# APT - Alphatise Limited



## System (13 January 2016)

Alphatise operates a marketplace where people around the world connect online to sell and buy goods by smartly connecting buyers and sellers. Sellers pay a fee to Alphatise to make offers to buyers who accept their "push" and make a sale. 

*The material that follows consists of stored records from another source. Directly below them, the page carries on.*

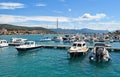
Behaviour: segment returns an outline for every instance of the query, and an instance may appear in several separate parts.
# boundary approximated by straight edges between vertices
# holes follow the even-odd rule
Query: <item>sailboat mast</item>
[[[58,29],[58,18],[57,18],[57,29]]]

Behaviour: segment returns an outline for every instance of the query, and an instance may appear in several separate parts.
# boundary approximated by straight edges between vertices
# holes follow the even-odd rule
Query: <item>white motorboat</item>
[[[73,45],[68,50],[71,57],[84,55],[88,51],[88,47],[84,41],[74,42]]]
[[[7,46],[8,46],[8,42],[6,40],[0,40],[0,48],[7,47]]]
[[[23,39],[23,38],[12,38],[9,45],[12,46],[19,46],[24,44],[27,41],[27,39]]]
[[[35,44],[34,41],[26,41],[24,45],[16,46],[18,51],[31,50],[39,48],[40,45]]]
[[[109,52],[105,47],[106,46],[103,43],[96,43],[94,49],[91,51],[91,54],[89,56],[90,61],[109,61]]]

It is anticipated that APT will list on the ASX during January 2016.

http://www.alphatise.com


----------



## So_Cynical (7 July 2017)

What happened to this stock?

Afterpay Touch Group is now using this ticker code.


----------



## Country Lad (8 July 2017)

So_Cynical said:


> What happened to this stock?




Went broke before it got to the listing stage



> Richard Frey, one of the co-founders and technical lead on the product, had been hearing rumours that investor confidence was crumbling, right when they were in the middle of another fundraising round.
> He describes that board meeting as an “oh-f**k” moment.
> The company was out of money. Days later it was in the hands of administrators.
> “I’m very shattered. It has really been my trial by fire in the business world,” Frey told Business Insider.




Full story  here


----------



## So_Cynical (9 July 2017)

Country Lad said:


> Went broke before it got to the listing stage
> 
> 
> 
> Full story  here




Interesting, thanks for filling me in.

The new APT thread for Afterpay Touch can be found here.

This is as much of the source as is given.